In termini analoghi il medesimo Tribunale, ordinanza 19.7.2023 RG. 11586/2023 , evidenzia l’assenza di discrezionalità amministrativa nella ricezione della domanda di permesso per protezione speciale, non potendo opporre ostacoli all’esercizio del diritto per le modalità della richiesta (ndr: si trattava di domanda inoltrata con kit postale).
Con ordinanza 21.7.2023 il Tribunale di Roma afferma il diritto alla formalizzazione della domanda di permesso per protezione speciale, dopo avere accertato l’inutilità dei vari tentativi da parte del richiedente fin dal giugno 2022 e verificato che solo dopo l’entrata in vigore del d.l. n. 20/2023 la questura di Roma ha dato un appuntamento per novembre 2023, peraltro per protezione internazionale, mai richiesta dall’interessato. Il Tribunale dichiara, innanzitutto, che la domanda è assoggettata alla disciplina previgente la riforma 2023 (art. 7, co. 2 d.l. n. 20/2023) e censura il comportamento della questura, che, pur già stigmatizzata in varie pronunce del Tribunale per le lunghissime attese per la formalizzazione delle domande, «non ha mai predisposto alcuna misura organizzativa, neppure dopo la fine dell’emergenza da COVID 19, volta a rendere possibile in una situazione dignitosa la formalizzazione delle domande di protezione internazionale o speciale ai sensi dell’allora vigente art. 19, co. 1.2 secondo periodo, con conseguente violazione dell’obbligo di provvedere ai sensi dell’art. 2, comma 1, l. 241/90». Stante, dunque, l’illegittimità del comportamento questorile, il Tribunale ordina alla questura di indicare un appuntamento urgente per la formalizzazione della domanda, che dovrà essere datata giugno 2022 (data del primo tentativo), ordinando «altresì, per l’effetto, di rilasciare un permesso di soggiorno temporaneo in attesa dell’esame della documentazione e della conseguente decisione nel merito».

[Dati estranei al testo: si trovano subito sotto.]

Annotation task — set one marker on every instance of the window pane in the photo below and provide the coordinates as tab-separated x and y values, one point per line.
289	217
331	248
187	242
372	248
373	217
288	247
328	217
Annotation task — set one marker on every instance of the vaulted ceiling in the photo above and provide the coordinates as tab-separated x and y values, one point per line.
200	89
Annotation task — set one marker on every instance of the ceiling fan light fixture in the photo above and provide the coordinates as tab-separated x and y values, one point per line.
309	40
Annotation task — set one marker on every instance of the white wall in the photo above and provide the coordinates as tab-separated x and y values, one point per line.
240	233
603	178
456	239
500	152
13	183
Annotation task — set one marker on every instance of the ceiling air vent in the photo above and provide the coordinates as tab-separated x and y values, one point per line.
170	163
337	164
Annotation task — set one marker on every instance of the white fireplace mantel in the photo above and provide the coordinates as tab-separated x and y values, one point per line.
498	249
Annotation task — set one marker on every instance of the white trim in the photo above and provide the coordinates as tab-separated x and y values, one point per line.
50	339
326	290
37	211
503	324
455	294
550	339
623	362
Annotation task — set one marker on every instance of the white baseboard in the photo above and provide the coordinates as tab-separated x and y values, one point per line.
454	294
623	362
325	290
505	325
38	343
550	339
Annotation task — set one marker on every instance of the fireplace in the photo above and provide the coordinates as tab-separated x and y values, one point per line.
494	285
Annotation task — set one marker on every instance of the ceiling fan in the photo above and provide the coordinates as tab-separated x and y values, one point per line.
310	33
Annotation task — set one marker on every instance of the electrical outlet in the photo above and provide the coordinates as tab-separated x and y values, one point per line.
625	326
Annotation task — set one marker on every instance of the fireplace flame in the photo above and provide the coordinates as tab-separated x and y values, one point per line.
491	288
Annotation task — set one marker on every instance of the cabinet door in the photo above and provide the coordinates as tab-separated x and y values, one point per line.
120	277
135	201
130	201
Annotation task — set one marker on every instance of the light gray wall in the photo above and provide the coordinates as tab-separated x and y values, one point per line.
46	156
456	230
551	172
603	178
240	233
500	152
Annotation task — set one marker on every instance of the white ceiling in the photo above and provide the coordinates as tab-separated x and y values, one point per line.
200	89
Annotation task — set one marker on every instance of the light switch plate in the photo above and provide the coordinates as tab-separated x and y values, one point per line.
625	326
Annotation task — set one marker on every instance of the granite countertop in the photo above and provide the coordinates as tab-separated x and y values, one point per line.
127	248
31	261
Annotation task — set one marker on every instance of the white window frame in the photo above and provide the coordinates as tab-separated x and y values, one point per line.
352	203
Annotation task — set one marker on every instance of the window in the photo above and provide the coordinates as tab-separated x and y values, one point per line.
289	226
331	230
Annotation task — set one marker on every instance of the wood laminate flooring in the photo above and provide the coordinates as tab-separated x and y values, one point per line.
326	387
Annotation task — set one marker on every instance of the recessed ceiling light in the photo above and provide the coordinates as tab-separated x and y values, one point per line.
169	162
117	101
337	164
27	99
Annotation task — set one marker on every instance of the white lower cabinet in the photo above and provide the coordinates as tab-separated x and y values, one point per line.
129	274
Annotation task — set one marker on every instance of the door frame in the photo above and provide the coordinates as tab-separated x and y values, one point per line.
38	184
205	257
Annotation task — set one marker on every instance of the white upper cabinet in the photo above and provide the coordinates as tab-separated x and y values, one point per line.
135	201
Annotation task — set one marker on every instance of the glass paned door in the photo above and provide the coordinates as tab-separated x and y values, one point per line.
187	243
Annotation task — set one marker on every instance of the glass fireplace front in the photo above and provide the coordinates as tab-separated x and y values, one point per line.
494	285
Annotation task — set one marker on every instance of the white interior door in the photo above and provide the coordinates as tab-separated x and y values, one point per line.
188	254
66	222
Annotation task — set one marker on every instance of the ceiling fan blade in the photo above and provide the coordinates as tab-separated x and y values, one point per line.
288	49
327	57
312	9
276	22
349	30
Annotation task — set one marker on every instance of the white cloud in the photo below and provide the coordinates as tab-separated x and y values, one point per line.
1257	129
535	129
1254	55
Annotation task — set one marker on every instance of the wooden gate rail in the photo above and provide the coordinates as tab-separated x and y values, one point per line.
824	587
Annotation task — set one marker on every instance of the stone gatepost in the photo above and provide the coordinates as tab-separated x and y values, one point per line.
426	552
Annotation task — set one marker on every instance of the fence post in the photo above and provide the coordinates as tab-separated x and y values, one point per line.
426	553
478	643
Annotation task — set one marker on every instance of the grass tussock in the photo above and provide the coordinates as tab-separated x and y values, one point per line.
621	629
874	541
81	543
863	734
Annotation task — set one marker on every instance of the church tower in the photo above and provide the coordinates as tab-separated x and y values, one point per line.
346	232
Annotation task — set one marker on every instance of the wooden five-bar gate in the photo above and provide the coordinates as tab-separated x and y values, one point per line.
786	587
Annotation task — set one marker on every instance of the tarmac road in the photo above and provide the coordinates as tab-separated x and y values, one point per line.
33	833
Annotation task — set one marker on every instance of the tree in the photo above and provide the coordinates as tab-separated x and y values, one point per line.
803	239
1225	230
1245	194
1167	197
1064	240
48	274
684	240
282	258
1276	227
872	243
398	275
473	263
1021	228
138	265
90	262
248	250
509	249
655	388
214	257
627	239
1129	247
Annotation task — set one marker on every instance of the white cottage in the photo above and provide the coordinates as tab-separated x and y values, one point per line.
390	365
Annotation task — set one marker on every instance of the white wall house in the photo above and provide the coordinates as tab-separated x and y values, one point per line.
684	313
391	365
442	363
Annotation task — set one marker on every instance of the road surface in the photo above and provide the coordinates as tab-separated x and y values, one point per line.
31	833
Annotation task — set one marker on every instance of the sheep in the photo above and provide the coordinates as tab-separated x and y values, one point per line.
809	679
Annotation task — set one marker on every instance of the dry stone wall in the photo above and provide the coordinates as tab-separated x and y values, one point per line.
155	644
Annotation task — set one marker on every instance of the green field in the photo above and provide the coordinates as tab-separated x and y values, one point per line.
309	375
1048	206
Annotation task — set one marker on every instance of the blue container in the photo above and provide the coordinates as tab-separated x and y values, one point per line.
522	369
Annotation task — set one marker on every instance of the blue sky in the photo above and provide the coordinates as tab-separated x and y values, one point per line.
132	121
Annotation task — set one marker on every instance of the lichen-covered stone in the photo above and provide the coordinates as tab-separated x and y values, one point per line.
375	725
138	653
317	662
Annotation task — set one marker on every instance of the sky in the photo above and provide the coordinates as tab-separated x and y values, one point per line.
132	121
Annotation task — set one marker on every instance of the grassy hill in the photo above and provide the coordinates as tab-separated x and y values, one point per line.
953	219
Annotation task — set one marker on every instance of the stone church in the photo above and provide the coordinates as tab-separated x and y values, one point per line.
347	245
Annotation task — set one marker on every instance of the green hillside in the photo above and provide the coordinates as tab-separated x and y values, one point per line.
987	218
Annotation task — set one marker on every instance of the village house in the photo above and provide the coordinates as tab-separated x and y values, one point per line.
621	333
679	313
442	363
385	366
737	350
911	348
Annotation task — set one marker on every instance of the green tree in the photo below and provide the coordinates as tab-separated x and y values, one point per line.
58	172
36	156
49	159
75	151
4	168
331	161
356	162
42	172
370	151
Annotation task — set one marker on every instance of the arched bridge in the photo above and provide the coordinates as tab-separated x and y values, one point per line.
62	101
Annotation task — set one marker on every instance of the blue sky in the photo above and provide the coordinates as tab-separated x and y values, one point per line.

Il giudice romano, tuttavia, rigetta la domanda di risarcimento del danno poiché, pur incontestabile il comportamento illegittimo della questura, la prova del danno deve essere fornita secondo le regole generali di cui all’art. 2697 c.c. (Cass. n. 25541/2022), «non potendosi esso ritenere in re ipsa.».
Sempre il Tribunale di Roma, con ordinanza 17.9.2023 RG. 25020/2023 ha esaminato l’ennesimo ricorso d’urgenza finalizzato al riconoscimento del diritto a formalizzare la domanda di protezione speciale, dopo che la ricorrente aveva tentato di avere un appuntamento fin dal febbraio 2022, dapprima personalmente e poi a mezzo reiterate PEC del difensore, riscontrate dalla questura solo dopo la riforma di cui al d.l. n. 20/2023 e con avvertimento che la domanda sarebbe stata esaminata secondo la nuova normativa. Il giudice, pur affermando che la domanda presentata via PEC non risponde a una vera formalizzazione della domanda, il suo inoltro manifesta chiaramente la volontà di presentarla e afferisce a un diritto assoluto, che rientra nell’ambito della garanzia di cui all’art. 10, co. 3 della Costituzione. Per questa ragione non possono ammettersi trattamenti differenziati nella procedura, pena la violazione dell’art. 3 Cost. e pertanto la domanda va formalizzata in tempi ragionevoli, come per la protezione internazionale.
Quanto all’avvertimento della questura, secondo cui la domanda sarebbe stata trattata secondo la nuova disciplina modificata dal d.l. n. 20/2023, il Tribunale lo censura radicalmente, richiamando l’art. 7, co. 2 di detto decreto legge, avendo accertato che fin da un anno prima della sua entrata in vigore la ricorrente aveva cercato di formalizzare la domanda senza riuscirci a causa dell’illegittima inerzia della pubblica amministrazione. In conclusione, la manifestazione di volontà di chiedere il riconoscimento della protezione speciale è di per sé sufficiente perché la domanda rientri nella previgente disciplina di cui all’art. 19 TU d.lgs. 286/98.
Il permesso di soggiorno provvisorio nelle more del giudizio di protezione speciale
Con ordinanza 1.8.2023 RG. 15857/2023 il Tribunale di Napoli ha affermato il diritto del ricorrente, avverso diniego di protezione speciale, di ottenere il permesso di soggiorno provvisorio nelle more del giudizio, per assicurare gli effetti del giudizio di merito «in particolare quelle ulteriori utilità traibili dal fascio dei diritti accessori derivanti dal rilascio del permesso di soggiorno definitivo, tra i quali vi è quello allo svolgimento di attività lavorativa, che si giustappone a quello di rimanere sul territorio nazionale». Il Tribunale partenopeo richiama, a fondamento della decisione, l’ordinanza del Tribunale di Bologna 4.2.2023 (in questa Rivista n. 1.2023), di cui riporta ampi stralci, secondo cui la natura del permesso di soggiorno per protezione speciale, nell’attesa della definizione del giudizio, è analoga a quella di richiedente asilo e dunque applicabile in analogia l’art. 4, co. 1 d.lgs. 142/2015, trattandosi in entrambi i casi di tutele che afferiscono al complessivo sistema asilo.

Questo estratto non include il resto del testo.